House ‘company union’ system slammed


    HOW can there be check and balance when the minority is also the majority?

    Albay Rep. Edcel Lagman raised this question yesterday as he assailed what he called the “company union” system at the House of Representatives.

    Lagman said a small group of majority congressmen are “masquerading” as members of the minority bloc following the election of Speaker Lord Allan Jay Velasco.

    The opposition congressman said the majority in the House consists of two groups: “The more numerous super majority and a smaller aggrupation of majority allies who masquerade as (the) ‘minority.’”

    Lagman said the “disgruntled” majority members who backed ex-speaker Alan Peter Cayetano “cannot strengthen the authentic minority in the House of Representatives because they come with hurt egos and without ideology, conviction and commitment as oppositionists.”

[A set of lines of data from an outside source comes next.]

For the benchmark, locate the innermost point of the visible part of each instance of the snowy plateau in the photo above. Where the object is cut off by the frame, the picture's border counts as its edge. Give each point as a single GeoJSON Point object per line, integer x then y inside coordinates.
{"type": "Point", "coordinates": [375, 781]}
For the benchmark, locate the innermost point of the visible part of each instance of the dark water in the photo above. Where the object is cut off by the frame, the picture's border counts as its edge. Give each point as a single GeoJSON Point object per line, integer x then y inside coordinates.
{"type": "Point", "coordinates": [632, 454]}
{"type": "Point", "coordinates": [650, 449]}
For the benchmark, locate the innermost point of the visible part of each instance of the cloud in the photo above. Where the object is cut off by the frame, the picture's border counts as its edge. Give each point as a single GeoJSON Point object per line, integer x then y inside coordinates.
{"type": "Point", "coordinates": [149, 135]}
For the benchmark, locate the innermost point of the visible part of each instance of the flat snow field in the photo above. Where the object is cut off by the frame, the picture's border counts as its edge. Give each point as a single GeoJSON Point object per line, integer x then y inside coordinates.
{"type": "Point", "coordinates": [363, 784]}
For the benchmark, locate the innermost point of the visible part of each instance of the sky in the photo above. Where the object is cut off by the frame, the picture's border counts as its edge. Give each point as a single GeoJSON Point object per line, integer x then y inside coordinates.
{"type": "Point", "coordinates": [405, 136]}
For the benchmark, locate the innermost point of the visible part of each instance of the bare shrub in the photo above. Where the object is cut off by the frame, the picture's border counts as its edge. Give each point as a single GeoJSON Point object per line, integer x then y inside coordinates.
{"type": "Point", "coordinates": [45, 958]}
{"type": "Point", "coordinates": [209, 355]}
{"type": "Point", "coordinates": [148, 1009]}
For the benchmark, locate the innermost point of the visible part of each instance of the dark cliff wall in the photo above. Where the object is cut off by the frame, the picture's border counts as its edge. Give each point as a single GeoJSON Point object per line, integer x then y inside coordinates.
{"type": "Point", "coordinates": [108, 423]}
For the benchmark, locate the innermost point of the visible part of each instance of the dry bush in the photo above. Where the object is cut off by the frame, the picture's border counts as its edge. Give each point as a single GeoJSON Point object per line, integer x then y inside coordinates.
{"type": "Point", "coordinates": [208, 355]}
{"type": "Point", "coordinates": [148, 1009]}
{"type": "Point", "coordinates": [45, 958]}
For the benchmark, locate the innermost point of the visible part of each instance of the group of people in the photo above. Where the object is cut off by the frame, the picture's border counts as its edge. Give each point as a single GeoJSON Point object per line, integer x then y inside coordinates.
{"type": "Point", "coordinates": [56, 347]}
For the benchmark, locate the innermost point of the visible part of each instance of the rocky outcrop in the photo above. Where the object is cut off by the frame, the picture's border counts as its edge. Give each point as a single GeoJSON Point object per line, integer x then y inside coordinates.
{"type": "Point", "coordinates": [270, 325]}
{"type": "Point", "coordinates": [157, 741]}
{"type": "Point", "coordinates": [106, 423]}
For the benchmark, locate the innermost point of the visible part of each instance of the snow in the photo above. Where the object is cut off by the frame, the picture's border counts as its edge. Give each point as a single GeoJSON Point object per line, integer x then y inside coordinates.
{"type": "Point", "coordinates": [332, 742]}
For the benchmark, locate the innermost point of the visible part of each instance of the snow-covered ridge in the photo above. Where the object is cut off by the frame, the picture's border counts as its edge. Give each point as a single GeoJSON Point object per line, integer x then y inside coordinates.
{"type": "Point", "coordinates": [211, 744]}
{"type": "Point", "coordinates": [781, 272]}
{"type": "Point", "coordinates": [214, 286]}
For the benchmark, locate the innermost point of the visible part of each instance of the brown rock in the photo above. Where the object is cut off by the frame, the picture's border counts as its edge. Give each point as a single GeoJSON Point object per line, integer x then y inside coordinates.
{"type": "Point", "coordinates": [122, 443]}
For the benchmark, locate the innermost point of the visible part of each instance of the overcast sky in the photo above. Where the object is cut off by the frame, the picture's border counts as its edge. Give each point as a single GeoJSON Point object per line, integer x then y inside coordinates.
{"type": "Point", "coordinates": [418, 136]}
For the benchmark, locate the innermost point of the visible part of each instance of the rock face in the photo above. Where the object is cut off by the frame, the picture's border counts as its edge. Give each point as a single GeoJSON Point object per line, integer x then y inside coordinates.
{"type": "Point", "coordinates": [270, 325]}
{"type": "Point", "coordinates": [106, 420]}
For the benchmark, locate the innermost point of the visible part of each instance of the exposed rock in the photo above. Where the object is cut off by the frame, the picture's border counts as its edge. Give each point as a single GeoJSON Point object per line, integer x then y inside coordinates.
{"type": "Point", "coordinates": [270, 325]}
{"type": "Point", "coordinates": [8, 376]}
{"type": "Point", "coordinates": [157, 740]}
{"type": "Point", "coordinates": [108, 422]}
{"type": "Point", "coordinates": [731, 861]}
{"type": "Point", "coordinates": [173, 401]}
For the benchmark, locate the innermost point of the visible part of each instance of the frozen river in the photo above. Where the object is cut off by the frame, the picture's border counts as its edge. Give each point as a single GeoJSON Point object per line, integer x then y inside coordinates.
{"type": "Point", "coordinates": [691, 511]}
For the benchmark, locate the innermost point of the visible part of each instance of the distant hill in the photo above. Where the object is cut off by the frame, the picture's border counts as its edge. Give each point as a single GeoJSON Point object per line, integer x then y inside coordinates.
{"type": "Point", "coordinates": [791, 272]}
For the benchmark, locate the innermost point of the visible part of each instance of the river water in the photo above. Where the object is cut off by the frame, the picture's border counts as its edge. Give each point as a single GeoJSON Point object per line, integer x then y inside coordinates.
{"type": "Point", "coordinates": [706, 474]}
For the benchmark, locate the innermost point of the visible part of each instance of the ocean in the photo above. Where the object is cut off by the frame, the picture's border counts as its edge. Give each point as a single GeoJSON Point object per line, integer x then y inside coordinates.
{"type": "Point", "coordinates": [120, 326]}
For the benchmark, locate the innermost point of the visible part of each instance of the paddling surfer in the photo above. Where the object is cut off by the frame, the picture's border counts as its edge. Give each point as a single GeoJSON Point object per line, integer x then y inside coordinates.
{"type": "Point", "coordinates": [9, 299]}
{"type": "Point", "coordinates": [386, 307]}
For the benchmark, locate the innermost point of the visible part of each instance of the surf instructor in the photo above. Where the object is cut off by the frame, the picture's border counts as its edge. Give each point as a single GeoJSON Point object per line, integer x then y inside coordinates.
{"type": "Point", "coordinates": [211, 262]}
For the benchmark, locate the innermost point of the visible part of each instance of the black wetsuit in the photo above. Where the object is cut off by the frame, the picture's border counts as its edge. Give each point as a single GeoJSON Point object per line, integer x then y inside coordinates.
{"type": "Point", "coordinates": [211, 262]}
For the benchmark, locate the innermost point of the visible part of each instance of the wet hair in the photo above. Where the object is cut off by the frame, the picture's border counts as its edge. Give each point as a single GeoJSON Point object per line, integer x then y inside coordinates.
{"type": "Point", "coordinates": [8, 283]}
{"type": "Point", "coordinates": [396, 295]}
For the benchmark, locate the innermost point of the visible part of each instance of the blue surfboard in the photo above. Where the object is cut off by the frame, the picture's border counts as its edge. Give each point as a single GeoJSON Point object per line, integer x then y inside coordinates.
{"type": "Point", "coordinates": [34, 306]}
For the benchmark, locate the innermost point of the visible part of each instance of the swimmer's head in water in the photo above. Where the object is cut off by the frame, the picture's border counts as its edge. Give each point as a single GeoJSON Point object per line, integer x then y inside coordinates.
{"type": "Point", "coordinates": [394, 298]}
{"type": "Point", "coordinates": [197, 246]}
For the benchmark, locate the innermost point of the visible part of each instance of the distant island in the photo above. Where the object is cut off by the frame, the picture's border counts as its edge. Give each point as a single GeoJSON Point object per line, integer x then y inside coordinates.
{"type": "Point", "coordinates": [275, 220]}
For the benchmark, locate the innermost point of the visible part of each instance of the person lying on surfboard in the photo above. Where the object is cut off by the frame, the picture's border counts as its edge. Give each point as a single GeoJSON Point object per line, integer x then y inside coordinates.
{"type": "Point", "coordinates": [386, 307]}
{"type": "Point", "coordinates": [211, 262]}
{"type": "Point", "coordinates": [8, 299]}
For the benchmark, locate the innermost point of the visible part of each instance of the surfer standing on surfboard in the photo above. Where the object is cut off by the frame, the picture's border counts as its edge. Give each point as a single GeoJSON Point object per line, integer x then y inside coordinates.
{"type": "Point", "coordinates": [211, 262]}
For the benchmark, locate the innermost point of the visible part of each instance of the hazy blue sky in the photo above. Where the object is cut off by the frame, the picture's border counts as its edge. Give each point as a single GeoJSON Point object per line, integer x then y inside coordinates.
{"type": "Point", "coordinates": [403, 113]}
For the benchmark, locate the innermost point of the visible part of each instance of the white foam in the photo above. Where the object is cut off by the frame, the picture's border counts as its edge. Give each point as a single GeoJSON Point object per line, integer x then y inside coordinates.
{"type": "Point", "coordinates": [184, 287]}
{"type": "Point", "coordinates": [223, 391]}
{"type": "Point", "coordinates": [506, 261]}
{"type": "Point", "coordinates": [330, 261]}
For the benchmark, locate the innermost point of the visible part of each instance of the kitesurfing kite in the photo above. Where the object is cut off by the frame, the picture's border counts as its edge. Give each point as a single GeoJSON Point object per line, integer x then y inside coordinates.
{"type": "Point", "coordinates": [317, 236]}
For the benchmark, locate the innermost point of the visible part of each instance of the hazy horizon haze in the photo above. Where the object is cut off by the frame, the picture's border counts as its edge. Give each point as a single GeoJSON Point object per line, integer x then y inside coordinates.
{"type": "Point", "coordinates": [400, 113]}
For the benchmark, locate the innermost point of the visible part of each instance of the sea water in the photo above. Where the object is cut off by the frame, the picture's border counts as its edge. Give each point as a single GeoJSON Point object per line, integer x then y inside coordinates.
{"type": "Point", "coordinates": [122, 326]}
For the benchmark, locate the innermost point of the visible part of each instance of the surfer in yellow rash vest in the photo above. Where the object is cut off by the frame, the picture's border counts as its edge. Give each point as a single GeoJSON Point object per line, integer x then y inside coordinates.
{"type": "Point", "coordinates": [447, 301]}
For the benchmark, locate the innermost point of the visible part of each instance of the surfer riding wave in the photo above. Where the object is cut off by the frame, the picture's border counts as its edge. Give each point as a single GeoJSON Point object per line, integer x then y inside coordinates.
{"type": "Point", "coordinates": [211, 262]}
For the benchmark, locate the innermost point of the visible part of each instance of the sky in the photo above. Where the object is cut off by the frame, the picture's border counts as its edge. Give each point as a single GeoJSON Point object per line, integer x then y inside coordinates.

    By “authentic minority,” Lagman was referring to himself and a few fellow opposition lawmakers.

    “They (Cayetano allies) might as well join the anointed ‘minority’ since they come from the same partisan corral,” said the veteran lawmaker, referring to the minority bloc now led by minority leader Stephen Paduano of Abang Lingkod party-list who is a known Velasco supporter.

    Lagman said the handpicking by the majority leadership of the “minority leader” was formalized in the 17th Congress and is perpetuated in the 18th Congress but the system was actually adopted in the 16th Congress under the Aquino administration when San Juan Rep. Ronaldo Zamora became the minority leader instead of then Leyte Rep. Martin Romualdez, who was with the opposition at the time.

    Paduano, who was elected minority leader after Manila Rep. Bienvenido Abante Jr. jumped to the majority bloc, said his 21-man group can still act as a fiscalizer even if he is a Velasco ally and his track record can speak for itself.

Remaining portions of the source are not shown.